Una candela illumina il centro del quadro e un’altra fonte di luce si trova a destra, sullo sfondo. Nel dipinto cosiddetto «a lume di notte», Saraceni subì l’influenza del pittore e disegnatore tedesco Adam Elsheimer che in quegli anni si trovava a Roma. Il risultato è di sublime maestria.


La stessa abilità nel creare buio e luce la troviamo nel Diluvio universale (1616).
Una miriade di personaggi si agita in preda alla paura sotto a un cielo intensamente nero e spaventoso, rischiarato qua e là dal bagliore dei lampi. Segni di una terribile tempesta che si sta per abbattere sul creato. In questa notte infernale spicca la vastità scenica. Si passa drammaticamente dal primo piano in luce sulla sinistra – una donna morente con i bambini accanto e l’anziana in preghiera – alla penombra che scende in un secondo piano – disperati su imbarcazioni varie – alle case sulle colline, ancora più in fondo.
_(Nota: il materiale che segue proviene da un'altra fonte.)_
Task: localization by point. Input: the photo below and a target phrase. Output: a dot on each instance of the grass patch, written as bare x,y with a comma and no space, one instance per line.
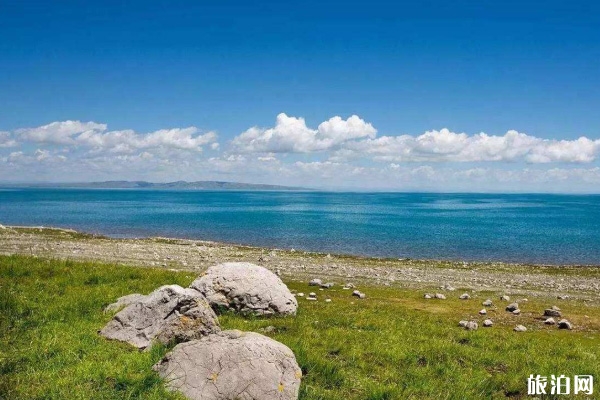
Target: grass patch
392,345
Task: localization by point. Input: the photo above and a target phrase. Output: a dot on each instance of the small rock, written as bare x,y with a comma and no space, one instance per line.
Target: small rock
124,301
520,328
564,324
471,326
552,313
268,329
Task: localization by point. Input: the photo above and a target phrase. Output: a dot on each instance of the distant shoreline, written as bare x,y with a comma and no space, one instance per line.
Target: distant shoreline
448,261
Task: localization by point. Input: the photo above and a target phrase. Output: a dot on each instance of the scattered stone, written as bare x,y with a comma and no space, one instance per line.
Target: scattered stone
124,301
552,313
359,294
564,324
268,329
520,328
471,326
170,313
232,365
246,288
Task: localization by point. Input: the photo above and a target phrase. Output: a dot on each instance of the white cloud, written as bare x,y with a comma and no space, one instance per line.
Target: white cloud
95,136
291,135
6,140
59,132
447,146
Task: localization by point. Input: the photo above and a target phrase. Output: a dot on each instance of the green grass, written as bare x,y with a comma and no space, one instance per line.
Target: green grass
392,345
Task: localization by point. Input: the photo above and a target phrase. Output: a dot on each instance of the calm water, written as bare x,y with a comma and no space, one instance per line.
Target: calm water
553,229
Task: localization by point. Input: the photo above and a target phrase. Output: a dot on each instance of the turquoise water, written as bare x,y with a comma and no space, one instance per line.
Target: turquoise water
536,228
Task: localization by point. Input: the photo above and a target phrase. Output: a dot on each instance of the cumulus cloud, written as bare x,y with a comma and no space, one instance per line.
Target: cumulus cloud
291,135
95,136
61,132
447,146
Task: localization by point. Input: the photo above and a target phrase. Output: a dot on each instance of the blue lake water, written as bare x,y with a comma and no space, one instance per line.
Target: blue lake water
534,228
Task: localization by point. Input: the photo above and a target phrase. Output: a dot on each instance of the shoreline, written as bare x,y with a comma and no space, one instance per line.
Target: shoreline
295,265
300,250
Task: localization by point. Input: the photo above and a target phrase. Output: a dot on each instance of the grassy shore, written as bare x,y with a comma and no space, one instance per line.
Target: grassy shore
392,345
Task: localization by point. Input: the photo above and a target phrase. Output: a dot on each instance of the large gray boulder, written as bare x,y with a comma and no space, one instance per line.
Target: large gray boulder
232,365
246,288
170,313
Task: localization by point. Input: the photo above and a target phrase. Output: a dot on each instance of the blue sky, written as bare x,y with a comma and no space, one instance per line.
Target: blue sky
406,68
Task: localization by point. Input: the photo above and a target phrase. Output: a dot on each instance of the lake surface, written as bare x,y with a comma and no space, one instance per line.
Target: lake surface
534,228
Elementi simbolici emergono dalla confusione. Non c’è salvezza per chi si attacca alle cose terrene – come gli individui aggrappati a botti di legno e altri oggetti galleggianti. A destra un elegante cavaliere di spalle si distingue appena. Forse l’autore stesso. Quest’olio appare per la prima volta al pubblico, dopo il ritrovamento in un convento di clausura in provincia di Napoli.

 

Il percorso espositivo, curato dalla nota studiosa del ’400 romano Maria Giulia Aurigemma, prosegue e appassiona con circa 70 opere sapientemente sistemate in 8 sale.